Durante sua gestão na AGU, Mendonça foi fundamental na defesa jurídica do governo, ganhando a confiança do então presidente. Em 2020, foi nomeado ministro da Justiça, cargo que ocupou até março de 2021, retornando depois à AGU até agosto do mesmo ano.
A Chegada ao STF
Em julho de 2021, Bolsonaro indicou André Mendonça para a vaga de Marco Aurélio Mello no STF, cumprindo a promessa de campanha de indicar um representante evangélico para a Corte. A indicação enfrentou resistência no Senado, e Mendonça aguardou quase cinco meses pela sabatina.

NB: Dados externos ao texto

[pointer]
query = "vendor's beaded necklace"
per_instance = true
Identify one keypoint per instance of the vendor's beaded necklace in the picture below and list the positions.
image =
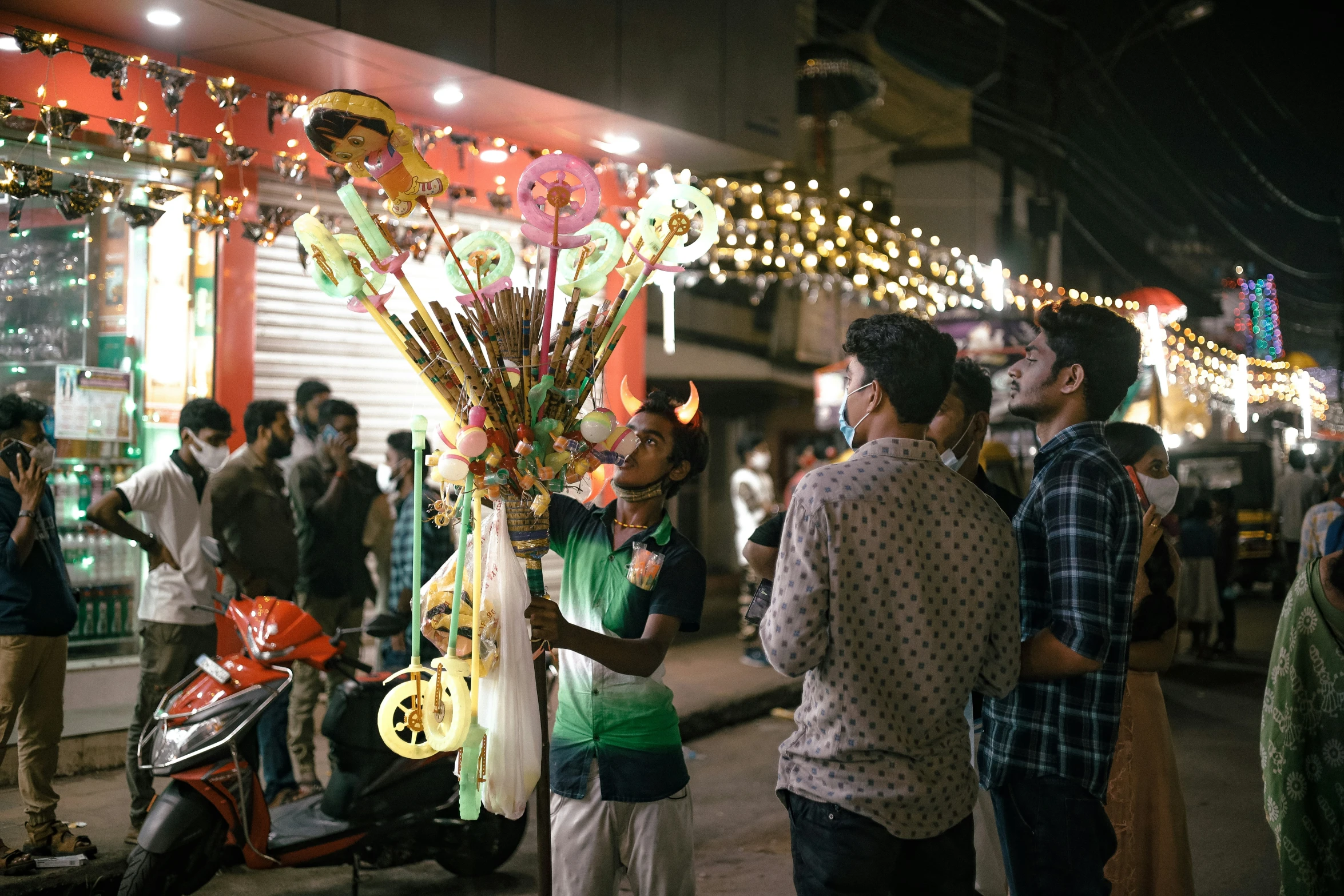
(643, 493)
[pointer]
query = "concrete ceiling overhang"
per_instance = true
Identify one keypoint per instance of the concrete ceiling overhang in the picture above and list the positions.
(261, 41)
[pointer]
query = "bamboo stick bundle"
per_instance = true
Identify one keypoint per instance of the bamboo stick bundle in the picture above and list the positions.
(597, 372)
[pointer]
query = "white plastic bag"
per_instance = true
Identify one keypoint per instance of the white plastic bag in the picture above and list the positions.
(508, 694)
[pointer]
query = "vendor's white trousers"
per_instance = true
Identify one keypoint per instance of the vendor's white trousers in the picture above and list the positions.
(596, 844)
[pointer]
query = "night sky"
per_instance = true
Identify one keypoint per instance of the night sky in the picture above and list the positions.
(1183, 151)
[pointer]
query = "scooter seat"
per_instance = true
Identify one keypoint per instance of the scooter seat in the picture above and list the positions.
(303, 820)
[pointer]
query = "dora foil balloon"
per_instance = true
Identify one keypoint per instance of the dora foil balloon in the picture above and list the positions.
(362, 133)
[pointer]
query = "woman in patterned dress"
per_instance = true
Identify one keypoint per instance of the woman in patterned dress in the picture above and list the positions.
(1303, 732)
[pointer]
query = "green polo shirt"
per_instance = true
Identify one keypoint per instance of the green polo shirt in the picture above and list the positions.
(625, 722)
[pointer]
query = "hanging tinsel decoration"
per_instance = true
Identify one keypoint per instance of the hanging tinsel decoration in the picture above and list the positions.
(105, 63)
(15, 214)
(280, 105)
(160, 195)
(140, 216)
(238, 155)
(271, 222)
(62, 122)
(226, 91)
(174, 82)
(27, 180)
(292, 167)
(47, 45)
(832, 82)
(129, 133)
(81, 198)
(339, 175)
(199, 147)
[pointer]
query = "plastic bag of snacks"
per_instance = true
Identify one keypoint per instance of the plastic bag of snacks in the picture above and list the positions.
(508, 707)
(437, 612)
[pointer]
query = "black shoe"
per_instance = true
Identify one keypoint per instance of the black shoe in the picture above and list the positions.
(754, 657)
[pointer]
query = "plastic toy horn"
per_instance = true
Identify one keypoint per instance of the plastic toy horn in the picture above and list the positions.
(553, 216)
(490, 261)
(401, 718)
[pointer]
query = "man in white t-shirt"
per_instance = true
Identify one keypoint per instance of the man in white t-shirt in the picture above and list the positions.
(177, 624)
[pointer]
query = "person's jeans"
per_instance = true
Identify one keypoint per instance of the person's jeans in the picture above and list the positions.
(839, 852)
(1057, 837)
(168, 655)
(272, 738)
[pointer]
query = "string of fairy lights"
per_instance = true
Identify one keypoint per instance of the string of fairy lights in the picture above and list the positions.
(792, 229)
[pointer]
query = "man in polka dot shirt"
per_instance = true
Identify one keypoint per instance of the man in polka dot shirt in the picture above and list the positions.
(897, 594)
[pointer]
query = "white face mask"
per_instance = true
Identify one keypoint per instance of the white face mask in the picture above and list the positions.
(212, 457)
(951, 459)
(43, 455)
(1162, 493)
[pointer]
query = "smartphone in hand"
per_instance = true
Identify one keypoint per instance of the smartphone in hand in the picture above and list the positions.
(11, 453)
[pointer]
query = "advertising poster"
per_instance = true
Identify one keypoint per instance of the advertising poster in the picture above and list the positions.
(92, 403)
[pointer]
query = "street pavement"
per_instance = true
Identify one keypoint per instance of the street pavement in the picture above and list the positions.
(742, 833)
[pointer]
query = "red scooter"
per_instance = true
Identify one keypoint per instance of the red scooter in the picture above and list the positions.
(378, 809)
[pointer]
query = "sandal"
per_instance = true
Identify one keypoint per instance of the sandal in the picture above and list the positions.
(15, 862)
(61, 843)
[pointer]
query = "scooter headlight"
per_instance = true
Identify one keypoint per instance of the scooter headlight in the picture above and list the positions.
(177, 742)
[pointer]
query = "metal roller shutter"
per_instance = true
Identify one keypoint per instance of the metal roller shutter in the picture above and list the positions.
(303, 333)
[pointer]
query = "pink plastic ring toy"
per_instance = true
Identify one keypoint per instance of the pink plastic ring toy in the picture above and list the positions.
(559, 176)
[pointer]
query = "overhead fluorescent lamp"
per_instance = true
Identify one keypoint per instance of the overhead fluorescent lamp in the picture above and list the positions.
(448, 95)
(619, 145)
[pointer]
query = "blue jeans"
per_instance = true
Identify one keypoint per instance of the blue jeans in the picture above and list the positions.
(276, 766)
(1057, 837)
(839, 852)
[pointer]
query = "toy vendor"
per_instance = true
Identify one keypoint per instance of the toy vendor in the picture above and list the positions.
(620, 800)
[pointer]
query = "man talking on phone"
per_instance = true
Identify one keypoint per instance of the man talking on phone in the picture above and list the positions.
(331, 493)
(37, 614)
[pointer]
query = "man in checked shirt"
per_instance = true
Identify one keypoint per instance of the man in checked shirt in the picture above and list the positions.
(896, 591)
(1047, 747)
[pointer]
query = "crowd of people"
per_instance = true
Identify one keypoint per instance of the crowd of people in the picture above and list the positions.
(291, 513)
(980, 710)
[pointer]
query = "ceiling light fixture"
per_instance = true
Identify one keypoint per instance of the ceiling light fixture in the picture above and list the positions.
(619, 145)
(448, 95)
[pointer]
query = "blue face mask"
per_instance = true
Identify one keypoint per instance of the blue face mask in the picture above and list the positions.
(846, 430)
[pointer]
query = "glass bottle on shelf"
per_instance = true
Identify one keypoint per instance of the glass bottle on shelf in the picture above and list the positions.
(85, 495)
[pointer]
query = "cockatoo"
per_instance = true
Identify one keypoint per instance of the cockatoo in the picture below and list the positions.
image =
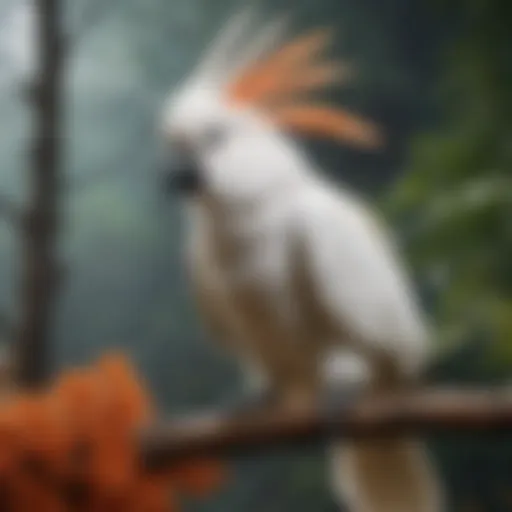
(287, 268)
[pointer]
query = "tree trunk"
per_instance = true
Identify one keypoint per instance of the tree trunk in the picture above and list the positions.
(39, 263)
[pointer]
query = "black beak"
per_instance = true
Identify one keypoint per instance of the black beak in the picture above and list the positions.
(182, 176)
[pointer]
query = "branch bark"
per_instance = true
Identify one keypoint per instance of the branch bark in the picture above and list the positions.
(419, 412)
(40, 266)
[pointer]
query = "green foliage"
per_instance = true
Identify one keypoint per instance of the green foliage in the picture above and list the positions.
(455, 200)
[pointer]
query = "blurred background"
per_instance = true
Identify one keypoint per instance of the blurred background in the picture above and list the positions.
(436, 75)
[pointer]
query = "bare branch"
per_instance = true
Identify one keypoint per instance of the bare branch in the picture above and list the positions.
(428, 411)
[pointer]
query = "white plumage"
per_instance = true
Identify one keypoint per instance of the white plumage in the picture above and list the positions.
(288, 269)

Em 1º de dezembro de 2021, após mais de oito horas de questionamentos, defendeu o Estado laico e a não interferência de sua fé na função. Seu nome foi aprovado por 18 votos a 9 na Comissão de Constituição e Justiça (CCJ) e por 47 a 32 no plenário. Mendonça tomou posse em dezembro de 2021.
Desde então, sua atuação no STF tem sido marcada pela participação em julgamentos sobre liberdade de expressão, direitos individuais e os limites de atuação do próprio Supremo, incluindo embates com Alexandre de Moraes.
Controvérsias e Desafios
A trajetória de Mendonça também é pontuada por controvérsias. Em 2023, o Instituto Iter, criado por ele para oferecer cursos e pesquisas em Estado de Direito e governança, e administrado por sua esposa, Janey, fechou dezenas de contratos com órgãos públicos sem licitação, totalizando R$ 10,7 milhões, conforme levantamento do jornal Folha de S.Paulo. No início deste mês, em meio aos questionamentos, Mendonça e Janey deixaram a entidade e doaram suas cotas, visando evitar “ruídos”.

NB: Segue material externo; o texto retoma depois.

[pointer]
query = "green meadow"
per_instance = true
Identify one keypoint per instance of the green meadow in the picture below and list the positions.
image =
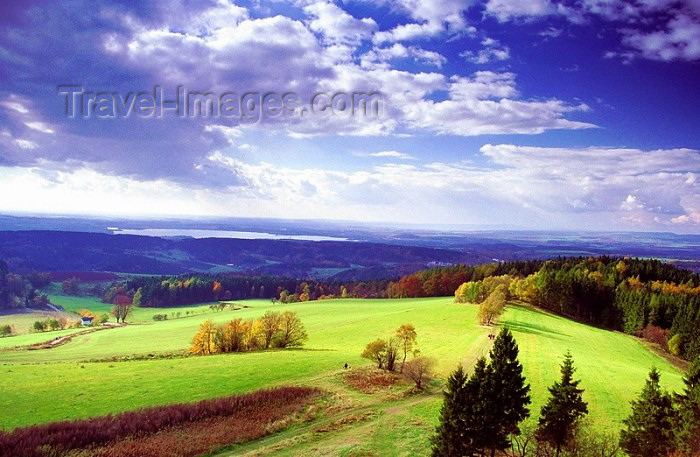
(55, 384)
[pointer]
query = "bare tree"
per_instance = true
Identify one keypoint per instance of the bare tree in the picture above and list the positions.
(291, 331)
(419, 370)
(270, 324)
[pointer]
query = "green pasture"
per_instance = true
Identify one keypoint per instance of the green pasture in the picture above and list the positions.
(55, 384)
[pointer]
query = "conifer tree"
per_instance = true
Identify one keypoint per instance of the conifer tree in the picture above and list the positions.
(650, 427)
(688, 426)
(565, 407)
(509, 394)
(449, 439)
(479, 413)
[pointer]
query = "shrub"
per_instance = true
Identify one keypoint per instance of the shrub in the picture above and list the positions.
(675, 344)
(5, 330)
(39, 326)
(419, 370)
(655, 335)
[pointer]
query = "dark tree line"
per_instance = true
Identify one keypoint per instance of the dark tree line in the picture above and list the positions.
(165, 291)
(637, 296)
(17, 292)
(481, 414)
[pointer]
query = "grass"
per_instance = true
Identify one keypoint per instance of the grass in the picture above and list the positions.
(73, 304)
(41, 386)
(23, 323)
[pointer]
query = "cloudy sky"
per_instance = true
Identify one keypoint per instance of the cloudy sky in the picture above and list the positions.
(543, 114)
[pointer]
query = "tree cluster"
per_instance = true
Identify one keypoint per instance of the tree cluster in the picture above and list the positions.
(664, 424)
(18, 292)
(480, 413)
(272, 330)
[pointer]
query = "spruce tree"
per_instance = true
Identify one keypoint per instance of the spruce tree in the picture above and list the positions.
(565, 407)
(508, 392)
(449, 437)
(480, 412)
(688, 426)
(650, 427)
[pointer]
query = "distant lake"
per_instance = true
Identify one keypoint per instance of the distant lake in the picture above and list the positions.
(200, 233)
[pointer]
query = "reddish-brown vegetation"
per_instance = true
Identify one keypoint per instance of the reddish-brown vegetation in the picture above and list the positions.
(181, 429)
(371, 380)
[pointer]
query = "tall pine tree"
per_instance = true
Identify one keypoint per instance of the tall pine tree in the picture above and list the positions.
(650, 427)
(509, 394)
(688, 428)
(449, 437)
(565, 407)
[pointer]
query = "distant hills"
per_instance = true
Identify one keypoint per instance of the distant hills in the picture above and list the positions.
(87, 245)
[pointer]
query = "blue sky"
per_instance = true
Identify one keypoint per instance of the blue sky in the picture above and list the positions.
(540, 114)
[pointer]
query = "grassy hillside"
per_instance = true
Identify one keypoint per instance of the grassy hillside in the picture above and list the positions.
(612, 365)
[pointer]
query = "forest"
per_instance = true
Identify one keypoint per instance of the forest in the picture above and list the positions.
(642, 297)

O Iter também foi mencionado no contexto do Banco Master. Em março de 2025, Daniel Vorcaro, do Banco Master, esteve na sede do instituto em São Paulo para uma reunião com Mendonça. Meses depois, mensagens em um celular de advogado mostraram uma foto dos dois em uma alfaiataria de luxo. Vorcaro afirmou ter levado o ministro para fazer um terno. Em resposta, o gabinete de Mendonça divulgou notas fiscais de R$ 26,4 mil, emitidas em nome de Janey, para demonstrar que as roupas foram pagas pela família.
Outro episódio envolveu sua relação com Nelson Wilians, colega de faculdade. Em junho de 2026, como relator de uma investigação sobre fraudes contra aposentados do INSS, Mendonça autorizou Wilians a usar um helicóptero apreendido pela Polícia Federal. Quinze dias depois, o advogado foi alvo da Operação Distrato, que investigava a venda de créditos tributários falsos. Mendonça, no entanto, manteve a proibição de venda ou transferência do helicóptero.
As polêmicas não impediram Mendonça de se tornar um dos protagonistas do STF. A partir de junho de 2024, ao assumir uma cadeira efetiva no Tribunal Superior Eleitoral (TSE) no lugar de Alexandre de Moraes, os dois ministros começaram a se enfrentar com frequência. Com o surgimento do escândalo do Banco Master, a posição de Mendonça se intensificou, tornando-o uma figura central nos debates e decisões da Corte.